The world shrank to the sound of his boots receding, the echo stretching long after he vanished into the darkness ahead.
I exhaled shakily, my knees threatening mutiny. “Right,” I whispered to the emptiness. “Thanks for the aneurysm.”
But I couldn’t move. My body was still buzzing, my heart thundering like it hadn’t caught up to the fact that he was gone.
Finally, with a curse under my breath, I forced myself toward the stairs. My fingers clutched the satchel tight against me, as though the diary inside might leap out and betray me.
Back in the dormitory, the fire had died down to glowing embers. Mara was sprawled across her bed, half-asleep, hair spilling wild across her pillow. A book slid from her chest as she stirred at the sound of me shutting the door.
“Where’ve you been?” she mumbled, voice groggy.
“Nowhere,” I said too quickly, tossing my satchel onto the desk. The diary hit the wood with a heavy thud.
Her eyes cracked open, narrowing. “You’re terrible at lying.”
I shot her a look. “Go back to sleep.”
She smirked faintly before rolling over, already drifting off again.
I lit a candle, its flickering glow throwing nervous shadows up the walls. My hands were still trembling as I pulled the diary free. The leather cover was cool, but it felt alive somehow, like it pulsed faintly with its own rhythm.
When I opened it, the ink didn’t wait this time.
It bled fast and jagged, curling across the page like veins:
He’s closer than you think. He sees more than he shows.
The words stabbed into me. I pressed my palm flat against the page, half-expecting to feel heat, a heartbeat, something unnatural. For a second, I thought I did.
The candle hissed, wax spilling over the brass holder. My reflection in the window glared back at me—pale face, wide eyes, hair falling loose from its ribbon. I looked exactly like the haunted girl in every ghost story.
“Perfect,” I muttered. “Auditioning for my role as Ravenswood’s local lunatic.”
But my sarcasm didn’t stick. Beneath the fear, beneath the unease, something sharper clawed at me. Something I didn’t want to admit.
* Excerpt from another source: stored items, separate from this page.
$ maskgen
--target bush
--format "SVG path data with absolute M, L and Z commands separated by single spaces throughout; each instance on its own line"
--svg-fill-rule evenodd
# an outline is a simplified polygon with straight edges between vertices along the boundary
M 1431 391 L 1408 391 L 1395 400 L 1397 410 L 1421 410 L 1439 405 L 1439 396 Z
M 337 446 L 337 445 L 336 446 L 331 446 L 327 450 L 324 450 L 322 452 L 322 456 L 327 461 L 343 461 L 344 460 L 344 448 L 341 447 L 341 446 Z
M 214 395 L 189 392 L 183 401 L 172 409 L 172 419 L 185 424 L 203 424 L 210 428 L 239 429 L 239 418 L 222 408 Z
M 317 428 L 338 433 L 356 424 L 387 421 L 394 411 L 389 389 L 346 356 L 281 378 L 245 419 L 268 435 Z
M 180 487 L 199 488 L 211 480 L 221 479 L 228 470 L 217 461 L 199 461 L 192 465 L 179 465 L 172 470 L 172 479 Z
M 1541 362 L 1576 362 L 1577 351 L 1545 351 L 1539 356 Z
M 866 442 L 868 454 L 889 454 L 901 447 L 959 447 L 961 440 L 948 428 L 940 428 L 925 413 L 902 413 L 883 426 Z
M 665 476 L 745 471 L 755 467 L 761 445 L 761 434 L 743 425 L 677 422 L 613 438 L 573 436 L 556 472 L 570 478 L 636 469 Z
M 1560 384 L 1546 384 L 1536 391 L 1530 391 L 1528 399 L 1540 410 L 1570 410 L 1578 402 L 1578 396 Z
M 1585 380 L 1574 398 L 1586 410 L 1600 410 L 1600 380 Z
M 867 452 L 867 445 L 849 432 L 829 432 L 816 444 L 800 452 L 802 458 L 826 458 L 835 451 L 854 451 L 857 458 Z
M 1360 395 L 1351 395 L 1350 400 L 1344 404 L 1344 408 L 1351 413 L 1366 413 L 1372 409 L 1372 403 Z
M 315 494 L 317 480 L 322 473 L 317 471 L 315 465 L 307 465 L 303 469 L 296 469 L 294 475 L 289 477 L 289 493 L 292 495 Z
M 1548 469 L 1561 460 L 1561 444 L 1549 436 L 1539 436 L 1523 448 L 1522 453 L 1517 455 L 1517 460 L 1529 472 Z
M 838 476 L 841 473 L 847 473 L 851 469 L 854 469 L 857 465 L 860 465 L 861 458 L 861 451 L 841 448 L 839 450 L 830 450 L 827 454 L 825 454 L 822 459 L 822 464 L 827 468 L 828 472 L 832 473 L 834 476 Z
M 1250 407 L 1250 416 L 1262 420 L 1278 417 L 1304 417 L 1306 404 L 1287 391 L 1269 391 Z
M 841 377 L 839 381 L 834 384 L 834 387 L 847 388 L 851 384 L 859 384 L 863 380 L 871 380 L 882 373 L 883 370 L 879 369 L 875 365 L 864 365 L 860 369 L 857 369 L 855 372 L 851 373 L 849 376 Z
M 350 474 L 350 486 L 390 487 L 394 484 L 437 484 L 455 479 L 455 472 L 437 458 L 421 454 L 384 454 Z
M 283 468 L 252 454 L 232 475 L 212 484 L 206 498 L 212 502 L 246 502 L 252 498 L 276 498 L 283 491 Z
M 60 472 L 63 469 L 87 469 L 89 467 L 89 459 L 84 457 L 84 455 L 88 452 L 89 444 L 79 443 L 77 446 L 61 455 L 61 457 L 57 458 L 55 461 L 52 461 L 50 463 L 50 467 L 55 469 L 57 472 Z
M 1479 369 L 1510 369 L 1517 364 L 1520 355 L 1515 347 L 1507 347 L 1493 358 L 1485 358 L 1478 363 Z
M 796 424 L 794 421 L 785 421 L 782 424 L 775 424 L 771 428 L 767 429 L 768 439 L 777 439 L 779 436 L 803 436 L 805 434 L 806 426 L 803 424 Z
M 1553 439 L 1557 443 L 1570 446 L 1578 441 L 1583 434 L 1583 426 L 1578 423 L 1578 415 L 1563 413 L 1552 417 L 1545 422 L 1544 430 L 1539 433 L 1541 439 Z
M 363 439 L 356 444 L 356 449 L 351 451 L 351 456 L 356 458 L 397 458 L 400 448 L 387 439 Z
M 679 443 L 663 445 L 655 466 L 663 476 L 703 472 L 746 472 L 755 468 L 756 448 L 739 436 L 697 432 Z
The way he had looked at me. The silence that had pressed between us like a held breath. The almost-touch of his shoulder brushing past mine.
It was ridiculous. Infuriating. Dangerous.
And yet—my lips twisted bitterly—I couldn’t stop replaying it.
When I blew out the candle and crawled beneath the covers, the darkness didn’t soothe me. All I could see, all I could feel, was the phantom heat of him passing by… and the way the diary’s words seemed almost jealous.